Лаура представила всех дам, и они немного поболтали, стоя среди уличной толпы.

Если бы Лаура встретила мистера Медоуза в Уитчерче, они просто перекинулись бы парой фраз, но, встретившись в таком большом городе, как Лондон, они ощутили большую близость.

Мистер Медоуз вежливо попросил позволения угостить дам чашечкой кофе.

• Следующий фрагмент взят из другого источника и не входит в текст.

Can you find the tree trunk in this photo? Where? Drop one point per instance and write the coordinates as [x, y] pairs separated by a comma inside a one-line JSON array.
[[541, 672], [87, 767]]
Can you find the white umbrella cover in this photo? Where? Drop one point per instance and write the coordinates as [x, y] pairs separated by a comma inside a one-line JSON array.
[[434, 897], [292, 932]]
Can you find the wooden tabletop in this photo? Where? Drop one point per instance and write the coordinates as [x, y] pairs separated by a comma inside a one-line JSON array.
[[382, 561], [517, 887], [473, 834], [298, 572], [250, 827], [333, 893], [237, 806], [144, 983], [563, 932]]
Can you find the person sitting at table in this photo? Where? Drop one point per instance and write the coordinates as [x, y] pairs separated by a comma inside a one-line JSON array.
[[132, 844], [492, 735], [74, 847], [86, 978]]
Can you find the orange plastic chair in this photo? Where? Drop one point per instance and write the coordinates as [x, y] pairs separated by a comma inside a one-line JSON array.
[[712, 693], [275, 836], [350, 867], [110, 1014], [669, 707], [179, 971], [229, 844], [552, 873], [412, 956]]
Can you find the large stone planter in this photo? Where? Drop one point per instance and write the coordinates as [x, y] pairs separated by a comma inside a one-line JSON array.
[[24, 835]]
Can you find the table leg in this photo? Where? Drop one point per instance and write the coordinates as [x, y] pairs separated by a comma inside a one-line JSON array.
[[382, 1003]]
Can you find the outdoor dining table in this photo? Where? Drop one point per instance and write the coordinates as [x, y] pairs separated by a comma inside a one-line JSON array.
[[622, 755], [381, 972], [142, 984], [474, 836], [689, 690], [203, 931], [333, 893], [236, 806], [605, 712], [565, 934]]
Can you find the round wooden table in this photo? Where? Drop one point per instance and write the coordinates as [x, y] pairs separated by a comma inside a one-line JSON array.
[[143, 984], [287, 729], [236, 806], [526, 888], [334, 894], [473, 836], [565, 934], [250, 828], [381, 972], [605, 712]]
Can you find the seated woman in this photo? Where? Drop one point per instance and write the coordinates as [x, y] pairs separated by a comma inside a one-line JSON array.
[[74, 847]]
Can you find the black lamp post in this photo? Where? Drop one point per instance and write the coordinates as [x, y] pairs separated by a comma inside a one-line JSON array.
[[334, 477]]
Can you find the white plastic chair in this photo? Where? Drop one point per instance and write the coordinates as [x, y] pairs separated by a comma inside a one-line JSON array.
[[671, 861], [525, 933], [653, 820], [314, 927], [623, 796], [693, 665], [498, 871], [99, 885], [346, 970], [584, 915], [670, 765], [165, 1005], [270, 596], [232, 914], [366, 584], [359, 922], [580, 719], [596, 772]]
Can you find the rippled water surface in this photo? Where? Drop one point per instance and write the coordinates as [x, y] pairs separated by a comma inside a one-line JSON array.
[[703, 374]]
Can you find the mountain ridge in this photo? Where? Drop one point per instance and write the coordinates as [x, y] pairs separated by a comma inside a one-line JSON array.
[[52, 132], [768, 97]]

Хетти живо заинтересовалась предложением, и, не тратя лишних слов, мистер Медоуз провел дам в закусочную.

– Где вы остановились? – спросил и получил ответ мистер Медоуз.

– Надеюсь, вы навестите нас в свободную минутку, мистер Медоуз, – сказала Лаура. – У нас не так много знакомых в Лондоне.

– Барон Пильмур в городе? – спросил мистер Медоуз и убедился в том, что подозревал: баронесса приехала для того, чтобы найти себе мужа.

– Откуда вы? – спросил он ее с возросшим интересом.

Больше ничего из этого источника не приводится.